In dogs, optic nerve colobomas can arise not only from a simple failure in embryologic development (which can be either genetic or environmental in origin and affect one or both eyes), but more commonly as a result of a genetic disease known as Collie Eye Anomaly (CEA). In CEA, optic disc colobomas are but one of several potential problems observed in both eyes of affected dogs.
CEA is inherited as an autosomal recessive trait.
Symptoms and Identification
Optic nerve colobomas, whether inherited as CEA or acquired congenitally via embryologic aberration, are present at birth and do not progress. Affected dogs' vision will be altered to varying degrees (generally mildly and sometimes not at all). Hence, some puppies will never be diagnosed and will continue to pass down the genetic trait associated with either CEA or embryologic anomaly.
Optic nerve colobomas are diagnosed via fundoscopic examination (observing the back of the eye with a lens). The coloboma typically appears as a misshapen optic disc, usually in the area located at 6 o'clock.

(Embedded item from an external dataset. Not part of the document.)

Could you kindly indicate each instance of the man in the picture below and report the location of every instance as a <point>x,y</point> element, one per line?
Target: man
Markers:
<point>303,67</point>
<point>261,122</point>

Diagnosis usually occurs either in the course of normal puppy evaluation, because vision impairment is suspected or when the puppy is of a CEA-prone breed. For CEA breeds, genetic testing is now available to determine whether dogs carry the genetic trait that may lead to optic nerve colobomas.
Up to 75% of Collies may be affected by CEA. This includes both rough and smooth-coated collies, the Shetland Sheepdog, Australian Shepherd, Lancashire Heeler, and Border Collie. Other dogs may be affected by optic nerve colobomas though more rarely and sporadically. Of these CEA dogs, an estimated 30% will suffer optic disc colobomas.
For the non-CEA associated form of optic nerve coloboma, there appears to be a hereditary predisposition in the Basenji breed.
No treatment is available for this condition.
The cost of diagnosis is relatively minor, though ophthalmologist consultation is strongly recommended and may increase the cost of diagnosis into the low hundreds of dollars.
Preventing optic nerve colobomas is best achieved through CEA testing of all susceptible breeding animals. Affected and carrier individuals should be removed from the breeding pool. Additionally, any dog with a non-CEA related optic nerve coloboma should not be bred.